"Los dos papas": la amistad menos pensada
La película es menos una biopic de Bergoglio antes de su asunción que un relato imaginario sobre su relación con Ratzinger.
Con una estrategia similar, aunque de aún menor escala, al lanzamiento reducido de El irlandés, llega a un puñado de salas el último largometraje del brasileño Fernando Meirelles, un proyecto por encargo ofrecido por Netflix en bandeja al director de Ciudad de Dios. Aunque lo parezca, Los dos papas no es tanto una biopic de Jorge Bergoglio antes de su asunción como Sumo Pontífice como un relato imaginario acerca de su relación con su antecesor en el trono, Joseph Ratzinger. Al guion de Anthony McCarten (La teoría del todo, Bohemian Rhapsody) no puede negársele una cuota moderada de ingenio a la hora de alternar temporalidades, aunque los viajes al pasado, gracias a una serie de flashbacks, están restringidos a la vida del primer papa argentino, eliminando de la ecuación los recuerdos de su par alemán. El núcleo dramático de la película, sin embargo, está centrado en un clásico duelo actoral entre Jonathan Pryce (Francisco) y Anthony Hopkins (Benedicto XVI), una serie de conversaciones –en estricto inglés con acento fabricado– que atraviesan cuestiones como la fe, el dogma, la culpa y el rol de la iglesia en el siglo XXI. Pero también acerca de los placeres de la vida, el fútbol (San Lorenzo, desde luego), el tango, la música y la comida.

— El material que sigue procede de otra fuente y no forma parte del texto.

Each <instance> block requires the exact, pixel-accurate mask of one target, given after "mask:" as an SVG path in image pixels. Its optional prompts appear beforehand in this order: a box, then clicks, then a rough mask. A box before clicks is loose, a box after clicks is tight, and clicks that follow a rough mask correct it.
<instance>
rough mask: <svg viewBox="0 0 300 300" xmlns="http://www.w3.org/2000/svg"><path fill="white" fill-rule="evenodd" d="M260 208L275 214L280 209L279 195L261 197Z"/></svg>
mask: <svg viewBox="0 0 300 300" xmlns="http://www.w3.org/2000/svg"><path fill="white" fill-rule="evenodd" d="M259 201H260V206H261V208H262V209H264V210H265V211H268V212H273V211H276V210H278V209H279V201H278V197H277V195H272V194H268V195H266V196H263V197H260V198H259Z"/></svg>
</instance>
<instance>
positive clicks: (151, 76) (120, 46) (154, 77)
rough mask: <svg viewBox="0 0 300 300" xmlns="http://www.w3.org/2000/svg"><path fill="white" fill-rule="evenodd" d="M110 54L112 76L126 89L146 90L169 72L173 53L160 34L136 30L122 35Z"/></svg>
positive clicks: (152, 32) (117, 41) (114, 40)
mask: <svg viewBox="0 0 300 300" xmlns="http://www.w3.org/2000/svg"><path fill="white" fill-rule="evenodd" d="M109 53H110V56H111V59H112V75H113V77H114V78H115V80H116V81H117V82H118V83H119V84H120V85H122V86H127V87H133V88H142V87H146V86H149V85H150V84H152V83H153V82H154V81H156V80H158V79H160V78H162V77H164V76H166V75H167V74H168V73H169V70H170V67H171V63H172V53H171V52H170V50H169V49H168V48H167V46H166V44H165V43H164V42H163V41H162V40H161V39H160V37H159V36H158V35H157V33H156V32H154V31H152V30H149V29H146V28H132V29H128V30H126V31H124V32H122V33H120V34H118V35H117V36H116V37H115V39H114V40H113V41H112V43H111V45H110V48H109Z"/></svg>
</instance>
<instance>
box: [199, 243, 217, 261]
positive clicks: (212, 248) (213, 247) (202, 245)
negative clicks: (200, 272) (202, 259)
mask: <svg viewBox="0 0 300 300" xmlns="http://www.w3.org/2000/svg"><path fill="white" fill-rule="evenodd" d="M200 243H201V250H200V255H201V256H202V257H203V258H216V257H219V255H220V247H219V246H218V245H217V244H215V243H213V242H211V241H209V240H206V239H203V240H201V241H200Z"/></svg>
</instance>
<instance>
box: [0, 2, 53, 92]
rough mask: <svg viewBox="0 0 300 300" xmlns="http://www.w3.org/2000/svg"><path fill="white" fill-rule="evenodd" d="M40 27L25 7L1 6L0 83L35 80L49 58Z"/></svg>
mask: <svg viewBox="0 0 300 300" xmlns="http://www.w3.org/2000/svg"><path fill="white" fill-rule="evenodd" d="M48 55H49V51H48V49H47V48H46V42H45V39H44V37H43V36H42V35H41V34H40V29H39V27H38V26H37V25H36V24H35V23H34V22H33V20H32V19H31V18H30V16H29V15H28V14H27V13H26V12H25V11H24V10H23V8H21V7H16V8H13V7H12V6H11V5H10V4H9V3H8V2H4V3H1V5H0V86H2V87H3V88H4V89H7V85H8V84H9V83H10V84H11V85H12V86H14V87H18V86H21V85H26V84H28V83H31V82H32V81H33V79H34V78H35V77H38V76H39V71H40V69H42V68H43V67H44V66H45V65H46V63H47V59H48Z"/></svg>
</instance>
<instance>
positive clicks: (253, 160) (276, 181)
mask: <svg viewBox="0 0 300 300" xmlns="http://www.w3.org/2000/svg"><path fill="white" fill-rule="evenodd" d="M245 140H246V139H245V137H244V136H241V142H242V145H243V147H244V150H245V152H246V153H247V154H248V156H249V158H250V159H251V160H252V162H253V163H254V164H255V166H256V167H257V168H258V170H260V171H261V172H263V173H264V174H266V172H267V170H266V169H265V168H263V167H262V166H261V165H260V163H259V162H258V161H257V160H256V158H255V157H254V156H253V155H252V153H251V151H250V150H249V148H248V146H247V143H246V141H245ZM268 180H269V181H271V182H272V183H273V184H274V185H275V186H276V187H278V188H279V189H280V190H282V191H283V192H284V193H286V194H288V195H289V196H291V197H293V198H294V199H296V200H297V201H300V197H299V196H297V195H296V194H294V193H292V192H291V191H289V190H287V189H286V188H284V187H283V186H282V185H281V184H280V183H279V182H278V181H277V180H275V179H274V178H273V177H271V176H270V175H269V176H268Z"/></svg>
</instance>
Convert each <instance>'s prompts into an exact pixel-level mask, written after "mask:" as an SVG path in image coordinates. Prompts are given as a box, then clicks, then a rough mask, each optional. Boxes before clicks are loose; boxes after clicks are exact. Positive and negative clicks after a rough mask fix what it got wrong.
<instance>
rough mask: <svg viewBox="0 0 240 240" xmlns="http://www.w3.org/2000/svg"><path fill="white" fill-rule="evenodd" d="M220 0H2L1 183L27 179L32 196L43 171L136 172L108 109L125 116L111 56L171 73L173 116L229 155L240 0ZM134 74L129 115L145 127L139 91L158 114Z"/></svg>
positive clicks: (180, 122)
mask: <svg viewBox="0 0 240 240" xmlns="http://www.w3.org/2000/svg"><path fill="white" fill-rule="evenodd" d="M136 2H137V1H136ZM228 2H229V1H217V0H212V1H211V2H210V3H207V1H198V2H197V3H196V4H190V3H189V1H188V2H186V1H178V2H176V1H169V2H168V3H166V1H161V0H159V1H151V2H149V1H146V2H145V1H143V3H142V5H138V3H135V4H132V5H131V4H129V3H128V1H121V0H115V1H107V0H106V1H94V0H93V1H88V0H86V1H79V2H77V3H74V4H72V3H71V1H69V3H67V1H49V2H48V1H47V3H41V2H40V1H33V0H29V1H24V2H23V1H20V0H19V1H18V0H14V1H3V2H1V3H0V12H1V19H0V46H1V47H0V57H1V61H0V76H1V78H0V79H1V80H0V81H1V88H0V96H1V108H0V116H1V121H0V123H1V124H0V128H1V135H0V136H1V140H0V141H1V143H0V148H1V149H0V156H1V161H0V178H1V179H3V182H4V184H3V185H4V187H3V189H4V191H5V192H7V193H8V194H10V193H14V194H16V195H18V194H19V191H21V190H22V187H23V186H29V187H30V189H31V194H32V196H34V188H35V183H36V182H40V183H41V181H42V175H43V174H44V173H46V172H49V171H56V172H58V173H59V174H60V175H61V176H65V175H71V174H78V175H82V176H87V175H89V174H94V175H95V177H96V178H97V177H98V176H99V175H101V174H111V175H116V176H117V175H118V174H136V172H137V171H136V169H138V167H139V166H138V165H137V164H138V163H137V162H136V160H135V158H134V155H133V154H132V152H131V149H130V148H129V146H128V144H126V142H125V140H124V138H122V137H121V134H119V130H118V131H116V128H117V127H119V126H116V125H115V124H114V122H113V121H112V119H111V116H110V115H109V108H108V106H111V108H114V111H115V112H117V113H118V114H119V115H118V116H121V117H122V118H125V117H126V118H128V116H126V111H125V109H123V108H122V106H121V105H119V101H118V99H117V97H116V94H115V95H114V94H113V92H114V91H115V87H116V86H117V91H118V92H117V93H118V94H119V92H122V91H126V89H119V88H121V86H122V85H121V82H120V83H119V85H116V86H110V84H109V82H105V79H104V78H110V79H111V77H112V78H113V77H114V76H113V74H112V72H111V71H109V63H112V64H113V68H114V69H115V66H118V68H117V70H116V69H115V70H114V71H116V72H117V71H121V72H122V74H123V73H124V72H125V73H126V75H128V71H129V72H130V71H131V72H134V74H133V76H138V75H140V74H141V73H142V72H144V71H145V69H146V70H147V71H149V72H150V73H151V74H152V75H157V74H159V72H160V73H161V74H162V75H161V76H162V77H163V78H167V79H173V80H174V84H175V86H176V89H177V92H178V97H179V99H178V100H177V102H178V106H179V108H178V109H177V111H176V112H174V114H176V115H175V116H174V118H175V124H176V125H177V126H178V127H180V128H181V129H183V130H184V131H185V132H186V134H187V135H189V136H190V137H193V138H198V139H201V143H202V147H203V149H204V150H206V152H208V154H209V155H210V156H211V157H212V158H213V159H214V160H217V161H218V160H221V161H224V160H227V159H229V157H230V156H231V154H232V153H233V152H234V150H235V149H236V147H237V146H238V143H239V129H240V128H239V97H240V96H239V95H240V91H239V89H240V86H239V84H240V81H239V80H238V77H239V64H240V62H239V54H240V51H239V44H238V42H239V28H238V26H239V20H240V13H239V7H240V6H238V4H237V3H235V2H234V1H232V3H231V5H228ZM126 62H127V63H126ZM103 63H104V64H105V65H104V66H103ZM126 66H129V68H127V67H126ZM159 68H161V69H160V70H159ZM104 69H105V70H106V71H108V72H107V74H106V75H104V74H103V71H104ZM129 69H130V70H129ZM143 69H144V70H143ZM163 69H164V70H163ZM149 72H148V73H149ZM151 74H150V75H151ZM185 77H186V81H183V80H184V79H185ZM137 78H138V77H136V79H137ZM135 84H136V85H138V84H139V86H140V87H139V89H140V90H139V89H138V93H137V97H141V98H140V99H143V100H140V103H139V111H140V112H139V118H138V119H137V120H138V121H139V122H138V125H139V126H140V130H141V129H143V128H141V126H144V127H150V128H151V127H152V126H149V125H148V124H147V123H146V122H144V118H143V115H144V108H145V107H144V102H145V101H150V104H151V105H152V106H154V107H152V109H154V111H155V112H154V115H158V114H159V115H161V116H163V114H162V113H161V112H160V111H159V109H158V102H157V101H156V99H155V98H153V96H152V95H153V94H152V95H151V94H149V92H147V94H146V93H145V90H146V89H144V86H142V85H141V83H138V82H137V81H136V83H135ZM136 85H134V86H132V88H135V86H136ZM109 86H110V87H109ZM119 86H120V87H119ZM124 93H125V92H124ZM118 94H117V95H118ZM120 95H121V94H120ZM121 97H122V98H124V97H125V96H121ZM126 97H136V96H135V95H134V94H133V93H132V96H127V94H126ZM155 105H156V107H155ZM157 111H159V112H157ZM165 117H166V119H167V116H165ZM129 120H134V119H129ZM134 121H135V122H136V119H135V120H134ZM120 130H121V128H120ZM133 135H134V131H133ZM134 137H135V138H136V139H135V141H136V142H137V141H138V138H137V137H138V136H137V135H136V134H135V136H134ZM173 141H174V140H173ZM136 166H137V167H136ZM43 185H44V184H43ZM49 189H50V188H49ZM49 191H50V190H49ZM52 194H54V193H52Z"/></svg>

Los dos papas abre con imágenes de la Villa 21, con el entonces cardenal dando un sermón ante los habitantes del lugar, días antes del fallecimiento de Juan Pablo II. Lo primero que llamará la atención del espectador argentino es la impecable pronunciación del español de Pryce. En realidad, el actor galés fue doblado en esos planos por una voz argentina, aunque esta no parece ser la de Juan Minujín, encargado de encarnar a Bergoglio en aquellas escenas que reconstruyen instancias puntuales de sus años mozos. El film salta rápidamente a la votación vaticana para elegir a un sucesor, momento en el cual comienza a apreciarse la meticulosa reconstrucción –en Cinecittà y por medios digitales– de las galerías, pasillos y naves de la Santa Sede. Habrá entonces un pequeño juego de alta política pontificia, aunque el relato nunca entrará de lleno en la descripción de los inevitables maquiavelismos, conjuras y traiciones inherentes a ese mundillo.
Esa amabilidad para con el mundo retratado regresará más tarde, cerca del final, cuando cuestiones sumamente delicadas como el rol de Ratzinger durante los años del nazismo y, en particular, las crecientes denuncias de casos de abuso en la Iglesia son comentadas al pasar y cubiertas con un manto de piadosa elipsis sonora. Relativamente ágil y sumamente profesional –en el sentido más normativo de la palabra–, Los dos papas avanza con clásicas placas superpuestas hasta el año 2012, cuando el pedido de Bergoglio de dejar su rol como cardenal se topa con otra demanda aún más inesperada. Poco importa si ese encuentro entre ambos hombres existió en la realidad. El jugo de la narración permite a los creadores imaginar el comienzo de una impensada amistad, a pesar de un enorme escollo: las miradas virtualmente opuestas sobre la religiosidad y el mundo en general. O tal vez, en la mejor tradición del buddy film, esa relación es posible precisamente porque existen tales diferencias.
Son más que evidentes los esfuerzos del guion por incluir elementos de humor en los diálogos entre las dos potencias, aunque más de un gag funcione al ciento por ciento (“¿qué himno está silbando?”, le pregunta Ratzinger a Bergoglio en un primer encuentro, en un baño del Vaticano. “Dancing Queen, de Abba”, es la respuesta, acompañada de la mirada impecablemente impertérrita de Pryce). Los dos papas es, en esencia, un divertimento que no pretende describir las más profundas capas del alma humana o los vericuetos de la estructura de poder del Vaticano. Ni siquiera el extenso flashback que recrea las polémicas posiciones de Bergoglio durante la última dictadura amaga con eclipsar el tono esencial del proyecto: un retrato amable, por momentos cercano a la hagiografía, de dos hombres complejos y contradictorios. Aunque, por momentos, el resto del film no lo acompañe, Jonathan Pryce se mete al personaje en el bolsillo y entrega una de esas performances ideales para su oscarización inmediata.